Exclusive: Shawbrook launches IVA product

The release of the product follows a two year campaign by Shaun Vickery, managing director of The Select Partnership, to persuade lenders to offer refinancing options to IVA clients.

Vickery said the attitudes which lenders have towards customers who have had IVAs are misguided.

He said: “It is based on a lack of understanding of how IVAs work and the judgement that clients who have entered into an IVA five years ago are still a risk today.”

Vickery explained that if a customer enters into a bankruptcy in 2013 he will be discharged by 2014 and in 2020 he will be considered by a mortgage lender for secured finance.

He added: “But if he enters into an IVA, whereby he does not throw his hands in the air and admit defeat, and attempts to repay as much of the debt as he can afford he is penalised in a much more severe manner.”

The standard IVA contract will run for a period of five years after which time a customer is required to try and release equity to repay the remaining debt, up to a maximum LTV of 85%.

As the contracts which are now reaching their fifth year were written in 2007, when the market was more buoyant and competitive, this requirement was considered to be easy to comply with.

However as it is no longer an option to release equity to repay the agreement the insolvency practitioner can either agree an extension of one year after which the debt is written off or they can move to file for bankruptcy.

Vickery said: “This is when the clock starts ticking for an IVA customer. After six years of paying into the IVA they then have to wait for another six years for lenders to consider them a safe bet, that takes them to 2025 compared to 2020 for an ex-bankrupt.”

And the lack of options available to an IVA client are making creditors nervous about entering into an IVA because the likelihood of the balance being repaid is minimal.

He added: “Shawbrook really understand the need for a product of this nature and understand that ex-IVA customers are not a risk but can provide a proven history of regular repayments.”

Maeve Ward, head of sales for secured lending, said: “This market is underserviced and as Shaun Vickery points out, other lenders shy away from offering a competitive solution for clients.
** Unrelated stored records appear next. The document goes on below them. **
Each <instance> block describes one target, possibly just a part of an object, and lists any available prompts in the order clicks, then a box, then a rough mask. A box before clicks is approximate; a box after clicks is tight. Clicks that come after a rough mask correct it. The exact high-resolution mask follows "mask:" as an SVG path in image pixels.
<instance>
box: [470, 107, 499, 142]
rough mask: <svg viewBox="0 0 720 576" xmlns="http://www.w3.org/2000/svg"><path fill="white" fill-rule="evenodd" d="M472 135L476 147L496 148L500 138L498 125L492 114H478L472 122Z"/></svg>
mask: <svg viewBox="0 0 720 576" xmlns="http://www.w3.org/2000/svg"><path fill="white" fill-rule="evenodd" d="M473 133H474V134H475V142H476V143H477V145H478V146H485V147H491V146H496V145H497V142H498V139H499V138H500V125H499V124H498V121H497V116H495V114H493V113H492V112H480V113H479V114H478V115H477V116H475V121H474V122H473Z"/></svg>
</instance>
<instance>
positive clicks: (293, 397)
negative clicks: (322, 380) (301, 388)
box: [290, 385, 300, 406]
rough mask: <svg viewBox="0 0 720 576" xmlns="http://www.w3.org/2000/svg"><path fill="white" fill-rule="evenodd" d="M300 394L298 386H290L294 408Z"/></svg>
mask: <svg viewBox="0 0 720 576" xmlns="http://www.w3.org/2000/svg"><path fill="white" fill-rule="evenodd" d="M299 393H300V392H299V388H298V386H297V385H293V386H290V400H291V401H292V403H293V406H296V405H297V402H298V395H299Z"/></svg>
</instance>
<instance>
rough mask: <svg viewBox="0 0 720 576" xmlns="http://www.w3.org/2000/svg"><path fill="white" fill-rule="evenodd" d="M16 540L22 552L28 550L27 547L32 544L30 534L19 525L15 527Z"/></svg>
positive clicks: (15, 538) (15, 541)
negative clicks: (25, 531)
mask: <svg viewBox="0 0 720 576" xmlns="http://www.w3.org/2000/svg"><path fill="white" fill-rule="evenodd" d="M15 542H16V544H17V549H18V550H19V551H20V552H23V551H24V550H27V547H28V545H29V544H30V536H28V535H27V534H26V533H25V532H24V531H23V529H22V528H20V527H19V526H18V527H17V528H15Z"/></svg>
At Shawbrook we take the time to understand and assess the needs of clients as well as identify gaps in the market.”

Shawbrook will operate with controlled distribution on this product as it only wishes to partner with experts in the field of insolvency.

Ward said: “This is not a product we would offer to the whole of the market we believe there are a few specialists in this arena that are best placed to provide us with responsible cases.”

Vickery has worked closely with Shawbrook for the past two years on the development of this product and for the past 12 months has been submitting cases of this nature to the lender on a trial basis, which he confirmed have all performed well.

There are various reasons why a secured loan provides a better solution in the vast majority of cases in order to settle an IVA.

This is in particular because a remortgage to settle an IVA is likely to force the debtors to accept a significantly higher rate of interest on their mortgage whereas their existing mortgage will more often than not be a competitive mortgage taken prior to their IVA.

There's also the probability of them being locked into this higher rate for a long period with the likelihood of higher than normal early redemption charges whereas none apply to the secured loan product offered with Shawbrook.

Vickery is continuing his campaign to get lenders to understand and serve IVA customers to create more choice for consumers and to prevent creditors refusing to enter into an arrangement because they is no promise of an eventual settlement.